Hay tres datos de indudable importancia en el panorama político español. En primer lugar, después de veinte años, parece que estamos en plena etapa de un relanzamiento económico con visos de bastante estabilidad: tipos bajos, inflación estable, déficit controlado y crecimiento de empleo ligado al crecimiento económico.En segundo lugar, esta situación no la disfruta España en solitario, sino una Europa recién estrenada de la que ya somos un miembro que ha entrado por la puerta grande, y en la que la Comisión Europea y el Banco Central Europeo irán ganando protagonismo, incluso dentro de cada país, en tanto que autoridades económica y monetaria.

En tercer lugar, ocurre todo ello cuando los líderes de la combativa revolución neoliberal a lo Thatcher son ya historia. Hoy los líderes conservadores utilizan la dialéctica del «sentido común», aparecen desideologizados en la superficie, y caminan con políticas de bajo perfil construyendo un modelo conservador de sociedad. Tal fue ayer el caso de Major, tal puede ser hoy el caso de Aznar.

Este cúmulo de circunstancias hace augurar dos pronósticos: el Gobierno conservador en España no va a minar los pilares del Estado de bienestar de un modo frontal e «ideologizado». Además, como el Plan de Empleo presentado por el Gobierno de Aznar a Europa muestra, tampoco se va a enfrentar directamente a las pulsiones de progreso de la Unión Europea.

Aclaremos esta estrategia conservadora de baja intensidad con un ejemplo relacionado con el problema del desempleo. Con Major le fue bien al Reino Unido en cuanto a creación de empleo. Si se trata de grandes cifras, el Reino Unido se separó desde 1987 de la trayectoria del resto de los grandes países europeos, situando su tasa de paro en 1997 en el 6,1%, y su proyección para 1998 en el 5,6%.

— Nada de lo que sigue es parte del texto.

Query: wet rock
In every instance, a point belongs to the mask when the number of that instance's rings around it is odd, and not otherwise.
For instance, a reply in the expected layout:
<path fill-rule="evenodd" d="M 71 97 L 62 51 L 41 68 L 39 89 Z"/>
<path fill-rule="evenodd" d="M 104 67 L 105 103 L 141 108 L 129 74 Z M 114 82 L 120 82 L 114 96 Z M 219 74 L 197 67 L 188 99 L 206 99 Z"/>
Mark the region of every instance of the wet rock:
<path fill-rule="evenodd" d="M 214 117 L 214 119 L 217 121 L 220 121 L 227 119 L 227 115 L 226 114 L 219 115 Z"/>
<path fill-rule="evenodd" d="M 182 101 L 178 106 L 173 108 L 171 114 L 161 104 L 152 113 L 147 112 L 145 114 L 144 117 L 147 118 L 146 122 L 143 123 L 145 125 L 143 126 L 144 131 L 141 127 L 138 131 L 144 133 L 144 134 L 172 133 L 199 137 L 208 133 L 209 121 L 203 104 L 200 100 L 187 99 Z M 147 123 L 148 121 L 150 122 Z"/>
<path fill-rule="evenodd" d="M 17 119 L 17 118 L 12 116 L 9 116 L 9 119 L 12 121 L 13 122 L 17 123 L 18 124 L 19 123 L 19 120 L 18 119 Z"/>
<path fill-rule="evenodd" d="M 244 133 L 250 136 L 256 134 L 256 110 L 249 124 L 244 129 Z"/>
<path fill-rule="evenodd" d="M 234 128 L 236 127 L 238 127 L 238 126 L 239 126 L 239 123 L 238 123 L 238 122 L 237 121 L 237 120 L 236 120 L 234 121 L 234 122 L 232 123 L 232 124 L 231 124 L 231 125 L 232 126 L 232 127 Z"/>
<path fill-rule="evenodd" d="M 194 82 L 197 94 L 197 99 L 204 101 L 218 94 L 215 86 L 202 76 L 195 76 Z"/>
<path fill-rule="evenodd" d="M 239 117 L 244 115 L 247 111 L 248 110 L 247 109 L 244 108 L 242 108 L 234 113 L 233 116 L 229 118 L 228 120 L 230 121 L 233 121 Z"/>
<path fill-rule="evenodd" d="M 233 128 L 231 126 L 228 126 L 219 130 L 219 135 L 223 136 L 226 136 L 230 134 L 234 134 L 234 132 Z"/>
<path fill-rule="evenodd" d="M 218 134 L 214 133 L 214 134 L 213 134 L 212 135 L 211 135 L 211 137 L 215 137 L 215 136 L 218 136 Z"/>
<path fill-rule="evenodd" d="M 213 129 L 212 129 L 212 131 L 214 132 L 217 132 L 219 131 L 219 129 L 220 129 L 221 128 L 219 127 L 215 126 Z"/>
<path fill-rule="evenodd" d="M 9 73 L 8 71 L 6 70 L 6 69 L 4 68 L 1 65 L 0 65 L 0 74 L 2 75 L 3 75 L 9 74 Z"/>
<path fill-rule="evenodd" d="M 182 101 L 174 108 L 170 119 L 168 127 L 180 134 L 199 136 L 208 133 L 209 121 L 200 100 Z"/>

Una caracterización tópica de las políticas conservadoras llevaría a pensar que Major no habría utilizado medidas activas en la lucha contra el desempleo. Pero no fue así. En lugar de esperarlo todo del crecimiento económico, los Gobiernos de Major pusieron en práctica diversas medidas activas de empleo: desde incentivos fiscales, pasando por cambios en las cotizaciones de los empleados y empleadores al Seguro Nacional, medidas para ligar las prestaciones por desempleo a la búsqueda de empleo, un cambio del «Unemployment Benefit» al «Job's Seeker Allowance», los planes de «Family Credit», o de «Earnings Top- Up»... Al mismo tiempo Major, desreguló el mercado de trabajo con la supresión del salario mínimo y los consejos salariales, evitando las limitaciones legales a las horas de trabajo y procediendo al debilitamiento de los sindicatos.

Sólo buceando en la realidad de la sociedad británica se puede descubrir que su éxito contra el desempleo no se ha debido a ninguna de estas políticas, sino a la promoción del trabajo a tiempo parcial dentro de ese contexto de desregulación.

Para 1997, el 45% de las mujeres que trabajan en el Reino Unido lo hacen a tiempo parcial, y esto ha hecho descender enormemente las cifras de desempleo. Pero a cambio ha emergido también una escandalosa proporción de padres sin pareja, los single parents, generalmente mujeres solas a cargo de los hijos, que en un 60% están ahora bajo el umbral de pobreza, cuando en 1979 eran tan sólo un 19%. No todas las políticas de empleo de Major han sido objetables, y muchas de ellas han tenido un cuño social. Ha sido la combinación de todas ellas la que ha impactado muy negativamente en el modelo de sociedad británico.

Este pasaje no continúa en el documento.